Sterling bought the team in 1981 for $12.5 million. Forbes recently valued the team at around $575 million, making it the league’s 13th most valuable franchise.
Sterling, in his response to the NBA, insists that he was illegally recorded without his knowledge, and thus none of his comments can be used against him. He also contends that he has not violated the NBA’s constitution, insisting, “A jealous rant to a lover never intended to be published cannot offend the NBA rules.”
Sterling said he was “distraught” during the conversation, and having a “jealous reaction to Ms. Stiviano’s statement that she was going to ‘bring four gorgeous black guys to the game.'”
Sterling additionally maintains that his comments to Cooper did not violate any rules of the NBA, saying that, while his “opinions may be unpopular and false, they remain opinions.”
USA Today reported that Sterling’s wife, Shelly, is expected to file a response of her own with the league by Tuesday night.
Sterling has reportedly authorized his wife to oversee a possible sale of the franchise.

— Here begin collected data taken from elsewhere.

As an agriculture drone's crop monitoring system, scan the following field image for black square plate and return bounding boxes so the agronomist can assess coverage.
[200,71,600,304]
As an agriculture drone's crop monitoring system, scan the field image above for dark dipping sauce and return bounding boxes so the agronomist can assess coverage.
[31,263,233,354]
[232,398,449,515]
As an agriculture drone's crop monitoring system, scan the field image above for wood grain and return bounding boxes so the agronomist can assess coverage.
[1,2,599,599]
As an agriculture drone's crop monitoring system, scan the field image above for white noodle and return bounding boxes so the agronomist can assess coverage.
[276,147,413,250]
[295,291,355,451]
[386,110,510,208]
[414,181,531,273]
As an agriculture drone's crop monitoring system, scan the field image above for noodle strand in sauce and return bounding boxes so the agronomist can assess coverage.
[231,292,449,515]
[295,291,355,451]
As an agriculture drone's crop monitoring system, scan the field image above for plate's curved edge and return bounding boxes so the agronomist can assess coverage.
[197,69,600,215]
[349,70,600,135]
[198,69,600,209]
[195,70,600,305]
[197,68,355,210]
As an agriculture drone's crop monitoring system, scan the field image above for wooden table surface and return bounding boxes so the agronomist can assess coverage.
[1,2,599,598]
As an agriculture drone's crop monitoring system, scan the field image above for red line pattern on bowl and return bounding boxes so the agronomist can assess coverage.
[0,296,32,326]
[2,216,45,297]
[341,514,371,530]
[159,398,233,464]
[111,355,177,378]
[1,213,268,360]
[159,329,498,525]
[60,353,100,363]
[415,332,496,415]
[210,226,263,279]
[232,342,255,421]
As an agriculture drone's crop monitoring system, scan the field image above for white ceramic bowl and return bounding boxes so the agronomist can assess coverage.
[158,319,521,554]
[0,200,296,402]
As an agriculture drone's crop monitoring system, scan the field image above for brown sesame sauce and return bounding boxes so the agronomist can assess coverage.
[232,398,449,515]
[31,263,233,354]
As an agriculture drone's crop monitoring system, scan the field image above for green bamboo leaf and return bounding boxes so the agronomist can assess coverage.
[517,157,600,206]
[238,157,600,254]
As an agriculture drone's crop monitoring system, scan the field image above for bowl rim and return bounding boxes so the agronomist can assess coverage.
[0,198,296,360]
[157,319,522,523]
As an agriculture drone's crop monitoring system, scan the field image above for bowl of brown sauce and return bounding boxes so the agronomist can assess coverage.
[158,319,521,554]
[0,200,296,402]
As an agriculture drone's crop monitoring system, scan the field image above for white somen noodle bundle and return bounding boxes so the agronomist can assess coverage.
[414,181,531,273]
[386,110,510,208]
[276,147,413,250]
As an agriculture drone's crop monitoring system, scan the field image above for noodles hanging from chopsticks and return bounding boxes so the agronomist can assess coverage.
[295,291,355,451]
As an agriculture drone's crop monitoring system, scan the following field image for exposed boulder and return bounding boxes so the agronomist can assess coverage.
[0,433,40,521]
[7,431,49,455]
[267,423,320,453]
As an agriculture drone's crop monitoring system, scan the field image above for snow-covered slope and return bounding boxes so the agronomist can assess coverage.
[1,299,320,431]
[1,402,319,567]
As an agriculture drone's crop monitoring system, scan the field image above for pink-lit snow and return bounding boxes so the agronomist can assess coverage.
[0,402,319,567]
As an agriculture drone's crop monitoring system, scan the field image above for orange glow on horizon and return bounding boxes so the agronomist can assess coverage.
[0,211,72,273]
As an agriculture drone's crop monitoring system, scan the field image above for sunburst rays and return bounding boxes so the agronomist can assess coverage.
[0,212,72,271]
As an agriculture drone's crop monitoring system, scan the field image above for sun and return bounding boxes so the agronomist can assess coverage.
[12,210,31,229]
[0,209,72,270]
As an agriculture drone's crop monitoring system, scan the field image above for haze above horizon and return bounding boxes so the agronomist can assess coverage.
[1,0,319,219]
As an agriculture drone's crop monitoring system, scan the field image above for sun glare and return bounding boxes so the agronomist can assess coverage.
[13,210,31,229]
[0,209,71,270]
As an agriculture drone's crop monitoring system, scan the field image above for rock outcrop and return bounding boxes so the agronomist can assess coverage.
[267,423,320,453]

“Donald Sterling has authorized Shelly Sterling in writing to negotiate the sale of the Los Angeles Clippers, including his 50 percent ownership of the team,” Shelly’s attorney Pierce O’Donnell said. “Shelly is managing the sale of the Clippers. While no formal offers have yet been received, Shelly and the NBA are working cooperatively on the transaction.”
Reports emerged Tuesday that Shelly had hired Bank of America to conduct the potential sale.